Since the start of the survey in April 2020, until July 2022, the Coronavirus (COVID-19) Infection Survey questionnaire data, and swab and blood samples had been collected by study worker home visits to participants. From July 2022, we changed the way that we collect our data, moving from study worker home visits to a more flexible remote data collection approach. We introduced a digitalised questionnaire, which participants can complete online or by telephone, as well as participants returning swab and blood sample kits through the post (or by courier for some participants).

Our August 2022 Coronavirus (COVID-19) Infection Survey quality report provides more information on this data collection method change, as well as initial analysis comparing the two data collection methods. Findings from this first analysis show there were minimal differences between estimates of COVID-19 positivity produced using the two data collection methods.

Our September 2022 Coronavirus (COVID-19) Infection Survey quality report provides information on analysis of the effects of the two data collection methods on the percentages who would have levels of antibodies against SARS-CoV-2 (the virus that causes COVID-19) above different thresholds.

This quality report includes analysis comparing the likelihood of testing positive for COVID-19 on a nose and throat swab as well as the likelihood of those with a strong positive test result reporting symptoms according to data collection method, while adjusting for several variables. It also includes comparisons between the achieved population samples from our remote and study worker home visit data collection methods and the Census 2021 population to assess how representative these population samples are of the England and Wales population.

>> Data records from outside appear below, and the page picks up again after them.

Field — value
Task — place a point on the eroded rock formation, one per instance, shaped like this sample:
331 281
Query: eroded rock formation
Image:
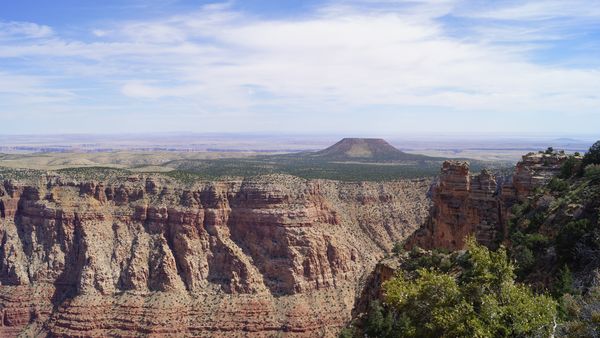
465 204
143 255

The analysis in Section 3: Likelihood of testing positive for COVID-19 by data collection method and in Section 4: Likelihood of strong positive COVID-19 cases reporting symptoms by data collection method includes Coronavirus (COVID-19) Infection Survey participants aged 2 years and over in the UK. Analysis in Section 5: Representativeness of the Coronavirus (COVID-19) Infection Survey population sample by data collection method includes Coronavirus (COVID-19) Infection Survey participants aged 2 years and over in England and Wales. Data from the Coronavirus (COVID-19) Infection Survey are based on those living in private households, excluding those living in care homes or other communal establishments.

Back to table of contents

3. Likelihood of testing positive for COVID-19 by data collection method

In our August quality report we compared modelled estimates of the percentage of people testing positive for coronavirus (COVID-19) on a nose and throat swab by data collection method. The estimates were produced using the same methods as those in our weekly Coronavirus (COVID-19) Infection Survey bulletin, which use a Bayesian multi-level regression (MRP) model that adjusts for age, sex and region. More information on the methods used to produce COVID-19 positivity rates in our weekly bulletin can be found in our methods article.

To further assess the impact of the change in how the data are collected, we compared the estimated likelihood of testing positive for COVID-19 on a nose and throat swab by data collection method and calendar date while adjusting for several variables. The analysis is based on regression models similar to those presented in our Analysis of populations in the UK by risk of testing positive for coronavirus (COVID-19) September 2021 publication, which provides a more detailed explanation of the methods used.

The models presented here additionally include an interaction between data collection method and calendar date to test for variation in any effect of data collection method on the likelihood of testing positive for COVID-19 over time.

The analysis in this section uses data from 11 to 31 July 2022 and includes 4,104 positive results from 89,030 people who provided a nose and throat swab to study workers, and 2,430 positive results from 53,718 people who provided a nose and throat swab via post or courier. Our first regression model allowed us to test the effect of data collection method by calendar date on the likelihood of testing positive for COVID-19 on a nose and throat swab, while controlling for the following demographic variables:

  • age

  • sex

  • geographical region the participant lives in

  • ethnicity

  • deprivation score

  • household size

  • whether the household was multigenerational

  • urban or rural classification of the participant's address

  • effect of a disability (from not having a disability to affected "a lot" by a disability)

The likelihood of testing positive for COVID-19 for those who provided a nose and throat swab sample remotely, compared with those who provided a swab sample at study worker home visits, by calendar date from 11 to 31 July 2022, is shown in Figure 1.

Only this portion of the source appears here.